Le informazioni obbligatorie sugli alimenti preimballati appaiono direttamente sull’imballaggio o su un’etichetta a esso apposta’ (reg. UE 1169/11, articolo 12, Messa a disposizione e posizionamento delle informazioni obbligatorie sugli alimenti, paragrafo 2).

I requisiti di etichettatura degli alimenti preimballati possono quindi venire assolti attraverso l’etichetta che comprende stampe, marcature e serigrafie sulle confezioni stesse ma anche materiale stampato che le accompagna. È tuttavia necessario tenere a mente che:

Per tutti gli alimenti sono rese disponibili e facilmente accessibili le relative informazioni obbligatorie, conformemente al presente regolamento’ (reg. UE 1169/11, articolo 12, paragrafo 1).
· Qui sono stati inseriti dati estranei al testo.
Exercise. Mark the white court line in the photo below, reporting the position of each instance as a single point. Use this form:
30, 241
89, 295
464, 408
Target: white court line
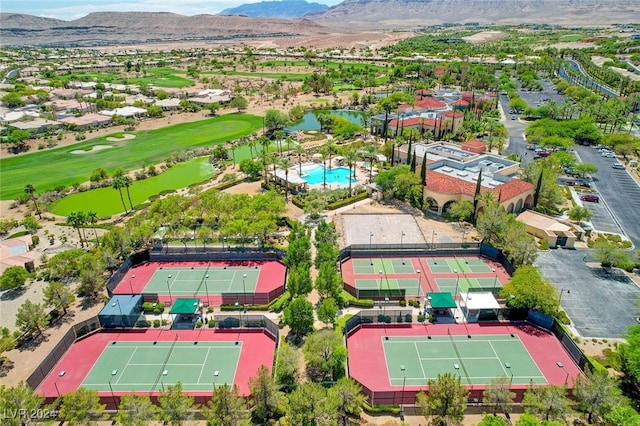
135, 349
203, 365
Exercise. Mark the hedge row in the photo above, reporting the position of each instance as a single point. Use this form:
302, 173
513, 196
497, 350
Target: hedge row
347, 201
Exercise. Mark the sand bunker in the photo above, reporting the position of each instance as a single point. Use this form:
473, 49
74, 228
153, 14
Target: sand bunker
124, 137
93, 149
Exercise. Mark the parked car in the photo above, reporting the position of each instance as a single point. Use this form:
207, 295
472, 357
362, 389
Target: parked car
593, 198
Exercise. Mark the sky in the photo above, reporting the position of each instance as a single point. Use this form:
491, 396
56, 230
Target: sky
69, 10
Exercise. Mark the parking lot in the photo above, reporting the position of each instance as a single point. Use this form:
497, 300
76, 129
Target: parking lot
599, 303
619, 193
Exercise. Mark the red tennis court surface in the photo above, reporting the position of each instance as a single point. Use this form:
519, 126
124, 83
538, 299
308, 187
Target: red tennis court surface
258, 348
368, 365
427, 275
269, 285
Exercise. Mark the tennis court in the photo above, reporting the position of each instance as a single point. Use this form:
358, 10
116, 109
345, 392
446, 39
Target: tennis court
450, 265
200, 282
388, 287
387, 266
465, 284
477, 360
151, 366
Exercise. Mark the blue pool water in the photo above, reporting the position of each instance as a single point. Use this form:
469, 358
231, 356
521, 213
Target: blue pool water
335, 175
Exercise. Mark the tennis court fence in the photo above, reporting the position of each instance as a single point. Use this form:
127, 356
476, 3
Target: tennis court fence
378, 316
75, 332
242, 320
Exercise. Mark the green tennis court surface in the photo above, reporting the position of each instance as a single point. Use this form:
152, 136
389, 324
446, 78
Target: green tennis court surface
387, 266
461, 264
479, 360
139, 366
388, 287
466, 284
194, 282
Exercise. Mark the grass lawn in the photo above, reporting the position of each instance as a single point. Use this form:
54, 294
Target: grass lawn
48, 169
106, 201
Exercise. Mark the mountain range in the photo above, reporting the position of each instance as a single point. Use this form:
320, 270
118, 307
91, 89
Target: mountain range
108, 28
285, 9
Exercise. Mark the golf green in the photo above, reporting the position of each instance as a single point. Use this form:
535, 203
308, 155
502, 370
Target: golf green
60, 166
106, 201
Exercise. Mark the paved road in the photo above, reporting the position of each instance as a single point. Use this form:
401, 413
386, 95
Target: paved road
618, 191
599, 304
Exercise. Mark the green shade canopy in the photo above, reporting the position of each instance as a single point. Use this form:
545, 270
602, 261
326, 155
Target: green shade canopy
442, 300
185, 306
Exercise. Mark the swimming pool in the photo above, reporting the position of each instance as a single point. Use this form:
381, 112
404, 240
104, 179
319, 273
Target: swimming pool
335, 176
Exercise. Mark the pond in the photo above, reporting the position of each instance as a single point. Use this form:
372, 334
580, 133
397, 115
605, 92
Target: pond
310, 121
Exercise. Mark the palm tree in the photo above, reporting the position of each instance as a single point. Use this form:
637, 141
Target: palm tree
73, 219
299, 150
118, 183
31, 190
127, 183
285, 163
92, 219
370, 151
351, 156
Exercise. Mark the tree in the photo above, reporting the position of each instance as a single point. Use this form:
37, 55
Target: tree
287, 366
461, 211
58, 296
226, 407
18, 404
299, 280
175, 406
327, 311
13, 277
309, 405
266, 401
529, 290
31, 191
298, 315
251, 167
548, 402
446, 400
499, 396
349, 398
630, 361
81, 407
580, 213
325, 355
136, 410
489, 420
275, 119
119, 183
238, 102
31, 318
597, 394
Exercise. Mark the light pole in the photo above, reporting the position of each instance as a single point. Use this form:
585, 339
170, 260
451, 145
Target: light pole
55, 383
244, 292
113, 373
508, 367
215, 375
404, 380
455, 271
561, 366
169, 289
370, 247
495, 279
206, 287
164, 374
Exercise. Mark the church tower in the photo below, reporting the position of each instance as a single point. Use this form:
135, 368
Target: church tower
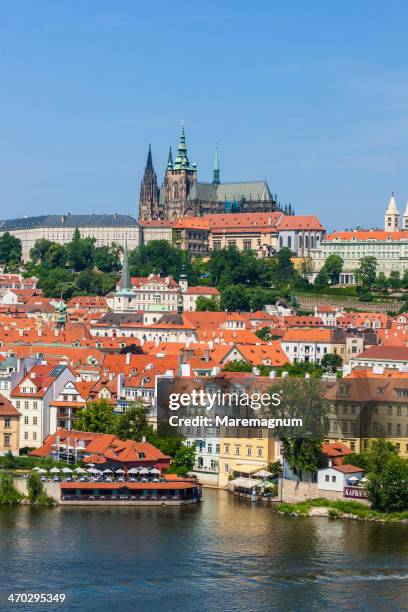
391, 218
179, 178
149, 192
216, 169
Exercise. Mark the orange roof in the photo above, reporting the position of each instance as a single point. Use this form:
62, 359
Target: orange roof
178, 483
299, 222
305, 334
368, 235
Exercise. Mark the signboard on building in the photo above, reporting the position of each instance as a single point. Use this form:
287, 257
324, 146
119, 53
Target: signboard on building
355, 492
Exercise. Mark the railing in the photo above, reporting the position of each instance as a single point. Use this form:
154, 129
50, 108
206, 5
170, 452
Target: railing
204, 468
119, 498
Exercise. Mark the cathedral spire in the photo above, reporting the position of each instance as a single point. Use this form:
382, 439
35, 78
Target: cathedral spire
182, 159
216, 169
170, 160
125, 282
149, 163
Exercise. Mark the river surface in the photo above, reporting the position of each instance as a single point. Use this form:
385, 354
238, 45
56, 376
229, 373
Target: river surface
223, 554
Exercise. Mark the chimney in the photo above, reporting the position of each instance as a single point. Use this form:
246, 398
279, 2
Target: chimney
185, 369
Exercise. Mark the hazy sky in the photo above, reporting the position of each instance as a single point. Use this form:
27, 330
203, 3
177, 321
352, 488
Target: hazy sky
311, 95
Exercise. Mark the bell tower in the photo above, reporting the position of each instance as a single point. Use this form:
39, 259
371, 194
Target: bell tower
392, 216
149, 192
179, 178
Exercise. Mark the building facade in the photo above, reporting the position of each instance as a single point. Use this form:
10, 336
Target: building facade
182, 195
106, 229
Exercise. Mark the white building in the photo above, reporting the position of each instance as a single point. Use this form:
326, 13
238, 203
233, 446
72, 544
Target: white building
336, 477
106, 229
306, 344
388, 246
32, 397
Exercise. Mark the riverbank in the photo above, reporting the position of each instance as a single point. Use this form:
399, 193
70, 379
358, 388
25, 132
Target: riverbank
340, 509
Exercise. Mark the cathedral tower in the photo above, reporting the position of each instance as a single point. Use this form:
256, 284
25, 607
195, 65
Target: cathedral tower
179, 178
149, 192
391, 217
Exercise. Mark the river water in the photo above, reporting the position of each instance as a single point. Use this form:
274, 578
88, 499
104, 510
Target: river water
224, 554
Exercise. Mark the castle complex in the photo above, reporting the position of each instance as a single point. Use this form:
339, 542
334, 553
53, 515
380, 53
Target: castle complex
181, 195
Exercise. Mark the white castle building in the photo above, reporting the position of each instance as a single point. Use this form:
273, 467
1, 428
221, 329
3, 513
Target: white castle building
388, 246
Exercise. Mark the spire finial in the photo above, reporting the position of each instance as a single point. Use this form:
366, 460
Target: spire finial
216, 168
125, 282
170, 160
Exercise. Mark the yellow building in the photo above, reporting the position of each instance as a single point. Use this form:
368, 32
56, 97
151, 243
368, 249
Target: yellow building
365, 409
9, 427
250, 451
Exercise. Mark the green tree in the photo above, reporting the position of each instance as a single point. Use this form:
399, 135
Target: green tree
57, 282
394, 280
234, 298
8, 492
97, 417
159, 257
284, 269
56, 256
34, 486
322, 280
264, 333
333, 267
237, 366
133, 423
404, 281
302, 399
80, 252
207, 304
387, 489
381, 282
366, 272
10, 249
331, 362
107, 258
40, 249
183, 461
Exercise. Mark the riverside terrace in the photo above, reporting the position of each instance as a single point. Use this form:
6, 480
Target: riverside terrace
169, 490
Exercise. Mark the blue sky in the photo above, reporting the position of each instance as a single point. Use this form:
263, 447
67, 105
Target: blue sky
311, 95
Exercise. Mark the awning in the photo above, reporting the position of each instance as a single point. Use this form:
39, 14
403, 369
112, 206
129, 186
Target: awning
247, 468
246, 483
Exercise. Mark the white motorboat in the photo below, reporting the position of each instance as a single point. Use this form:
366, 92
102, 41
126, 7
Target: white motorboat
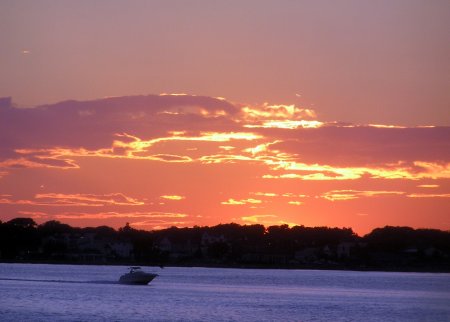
137, 277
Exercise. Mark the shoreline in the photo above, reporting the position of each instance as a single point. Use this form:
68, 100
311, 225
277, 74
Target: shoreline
437, 270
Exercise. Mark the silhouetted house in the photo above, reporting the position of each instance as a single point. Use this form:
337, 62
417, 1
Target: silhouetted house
178, 249
121, 249
307, 255
343, 250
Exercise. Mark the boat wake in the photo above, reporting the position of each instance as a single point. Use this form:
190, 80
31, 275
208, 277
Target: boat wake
57, 281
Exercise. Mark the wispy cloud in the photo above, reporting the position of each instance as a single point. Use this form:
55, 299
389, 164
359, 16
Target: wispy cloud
89, 200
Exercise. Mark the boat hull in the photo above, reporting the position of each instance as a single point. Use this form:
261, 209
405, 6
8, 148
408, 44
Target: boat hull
137, 278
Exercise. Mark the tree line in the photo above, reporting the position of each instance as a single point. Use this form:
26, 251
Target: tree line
229, 245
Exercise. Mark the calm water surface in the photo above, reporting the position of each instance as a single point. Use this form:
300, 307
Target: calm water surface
91, 293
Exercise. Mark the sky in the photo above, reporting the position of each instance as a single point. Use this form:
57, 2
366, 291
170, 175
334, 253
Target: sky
162, 113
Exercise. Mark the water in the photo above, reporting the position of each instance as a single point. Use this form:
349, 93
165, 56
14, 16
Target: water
91, 293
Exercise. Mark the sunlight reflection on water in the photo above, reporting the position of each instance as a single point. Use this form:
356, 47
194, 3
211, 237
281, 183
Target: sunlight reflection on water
90, 293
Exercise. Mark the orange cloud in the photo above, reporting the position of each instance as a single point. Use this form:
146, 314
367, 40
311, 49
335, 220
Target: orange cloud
173, 197
89, 200
241, 202
339, 195
429, 195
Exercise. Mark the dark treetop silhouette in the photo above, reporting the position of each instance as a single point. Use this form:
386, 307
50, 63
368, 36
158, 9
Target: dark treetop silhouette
230, 245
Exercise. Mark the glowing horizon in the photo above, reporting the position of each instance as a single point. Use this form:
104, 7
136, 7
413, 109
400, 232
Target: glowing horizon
158, 170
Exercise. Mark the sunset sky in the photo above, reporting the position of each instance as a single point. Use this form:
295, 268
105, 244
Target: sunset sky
182, 113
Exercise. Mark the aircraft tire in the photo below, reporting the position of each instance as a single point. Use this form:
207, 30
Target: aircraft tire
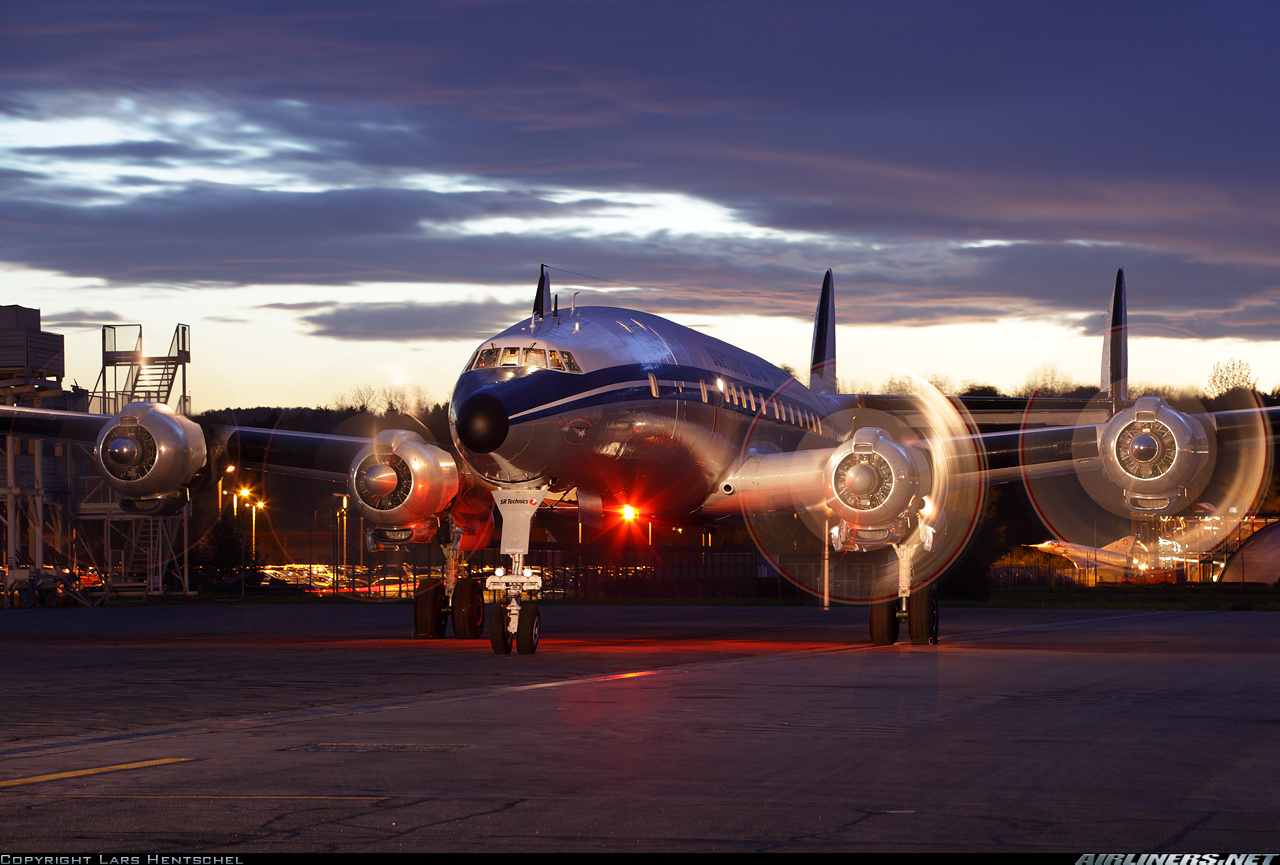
499, 637
883, 621
467, 609
922, 617
430, 612
529, 630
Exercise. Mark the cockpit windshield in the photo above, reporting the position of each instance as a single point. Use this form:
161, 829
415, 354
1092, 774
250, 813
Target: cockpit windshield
536, 358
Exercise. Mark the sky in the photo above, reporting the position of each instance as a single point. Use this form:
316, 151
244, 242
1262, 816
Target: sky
343, 193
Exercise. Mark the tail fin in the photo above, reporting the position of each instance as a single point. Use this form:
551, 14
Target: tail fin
1123, 545
543, 300
822, 371
1115, 349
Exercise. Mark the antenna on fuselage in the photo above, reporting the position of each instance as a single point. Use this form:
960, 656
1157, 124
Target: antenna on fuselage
822, 367
544, 293
1115, 348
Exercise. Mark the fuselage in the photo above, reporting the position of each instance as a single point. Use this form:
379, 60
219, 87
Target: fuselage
626, 408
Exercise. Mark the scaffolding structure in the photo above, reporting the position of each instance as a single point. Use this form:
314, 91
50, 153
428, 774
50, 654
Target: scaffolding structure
59, 516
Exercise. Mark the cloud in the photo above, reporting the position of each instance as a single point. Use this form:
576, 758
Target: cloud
414, 321
80, 319
145, 152
339, 146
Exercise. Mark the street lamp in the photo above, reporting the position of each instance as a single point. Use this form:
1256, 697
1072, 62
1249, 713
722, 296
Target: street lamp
254, 530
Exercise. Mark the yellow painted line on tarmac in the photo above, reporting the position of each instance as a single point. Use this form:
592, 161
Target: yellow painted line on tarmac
77, 773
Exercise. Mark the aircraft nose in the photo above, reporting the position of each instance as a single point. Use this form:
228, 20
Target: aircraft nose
483, 424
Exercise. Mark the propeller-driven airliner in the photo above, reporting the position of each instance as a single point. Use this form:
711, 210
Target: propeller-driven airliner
626, 411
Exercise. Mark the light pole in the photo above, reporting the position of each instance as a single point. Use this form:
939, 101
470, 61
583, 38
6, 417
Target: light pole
254, 530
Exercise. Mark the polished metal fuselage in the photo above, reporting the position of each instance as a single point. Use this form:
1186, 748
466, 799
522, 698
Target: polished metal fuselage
658, 417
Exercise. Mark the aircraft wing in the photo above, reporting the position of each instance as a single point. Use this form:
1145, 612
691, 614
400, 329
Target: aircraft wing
154, 458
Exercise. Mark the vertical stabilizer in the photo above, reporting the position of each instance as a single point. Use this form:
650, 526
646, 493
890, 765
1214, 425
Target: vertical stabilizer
1115, 349
822, 371
543, 300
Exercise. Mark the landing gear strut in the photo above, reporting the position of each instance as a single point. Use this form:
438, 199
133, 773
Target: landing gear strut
520, 623
511, 622
430, 609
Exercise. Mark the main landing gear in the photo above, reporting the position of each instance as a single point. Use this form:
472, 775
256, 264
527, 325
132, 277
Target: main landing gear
434, 605
512, 622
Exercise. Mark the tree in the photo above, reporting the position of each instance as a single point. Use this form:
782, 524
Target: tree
1230, 375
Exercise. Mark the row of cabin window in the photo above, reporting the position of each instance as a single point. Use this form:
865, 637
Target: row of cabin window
543, 358
743, 397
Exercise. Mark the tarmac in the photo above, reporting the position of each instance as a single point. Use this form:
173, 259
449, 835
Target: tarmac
238, 730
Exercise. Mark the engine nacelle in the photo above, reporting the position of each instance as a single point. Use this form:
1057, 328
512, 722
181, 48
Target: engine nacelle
401, 480
1160, 458
147, 452
876, 485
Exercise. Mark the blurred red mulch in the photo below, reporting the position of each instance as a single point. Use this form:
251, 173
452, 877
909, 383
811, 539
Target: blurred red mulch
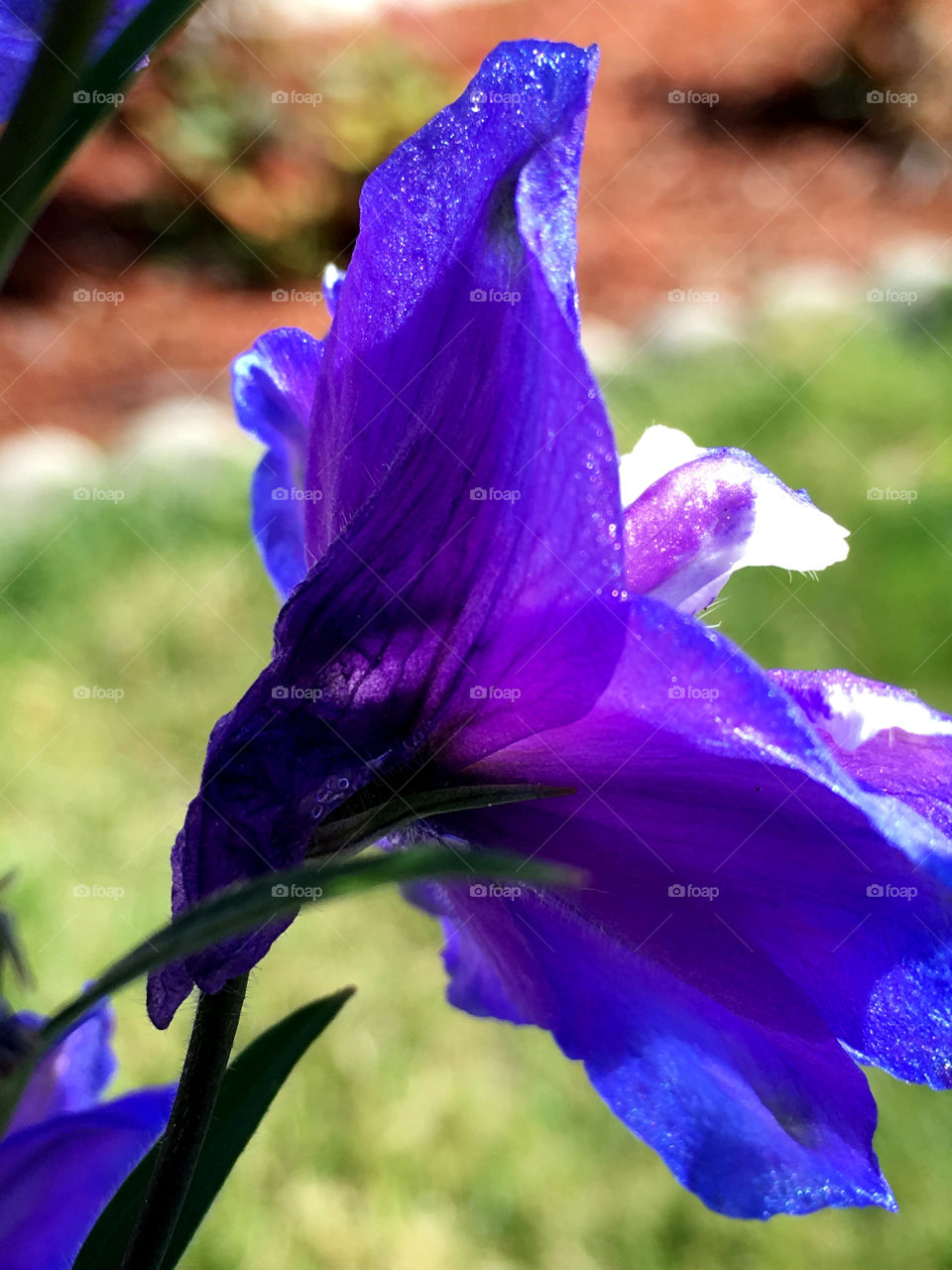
789, 164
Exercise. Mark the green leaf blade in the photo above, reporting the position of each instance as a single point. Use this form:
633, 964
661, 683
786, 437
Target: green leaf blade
249, 1088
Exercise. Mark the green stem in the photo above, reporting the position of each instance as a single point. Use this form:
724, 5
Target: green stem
206, 1062
39, 119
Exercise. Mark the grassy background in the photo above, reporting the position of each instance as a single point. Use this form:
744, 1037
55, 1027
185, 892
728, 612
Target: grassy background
413, 1135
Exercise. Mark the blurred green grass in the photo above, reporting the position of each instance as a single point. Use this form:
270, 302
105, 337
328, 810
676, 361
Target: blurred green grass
413, 1135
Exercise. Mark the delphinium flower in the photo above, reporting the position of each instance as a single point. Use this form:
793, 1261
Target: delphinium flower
22, 27
472, 595
64, 1151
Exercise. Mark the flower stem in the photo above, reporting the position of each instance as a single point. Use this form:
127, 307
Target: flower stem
206, 1061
Le definizioni di etichetta ed etichettatura sono compatibili con l’utilizzo di carta o cartoncino stampato ove riferire le informazioni obbligatorie e anche quelle facoltative, a condizione che:

  • il materiale informativo sia sempre e comunque ‘attaccato’, se pure non incollato, alla confezione dell’alimento prima della sua esposizione e offerta al consumatore. L’operatore responsabile deve perciò considerare il rischio di possibile separazione del foglio/opuscolo – tenuto anche conto delle caratteristiche dei canali distributivi – e scegliere materiali idonei a prevenirlo. Onde evitare, ad esempio, che prodotti esposti a scaffale dei supermercati rimangano privi di ‘etichetta’ (configurandosi in tal caso la più grave delle violazioni delle regole in esame);
  • le informazioni obbligatorie siano facilmente accessibili, cioè leggibili senza necessità di manomettere l’opuscolo né il suo legame con la confezione.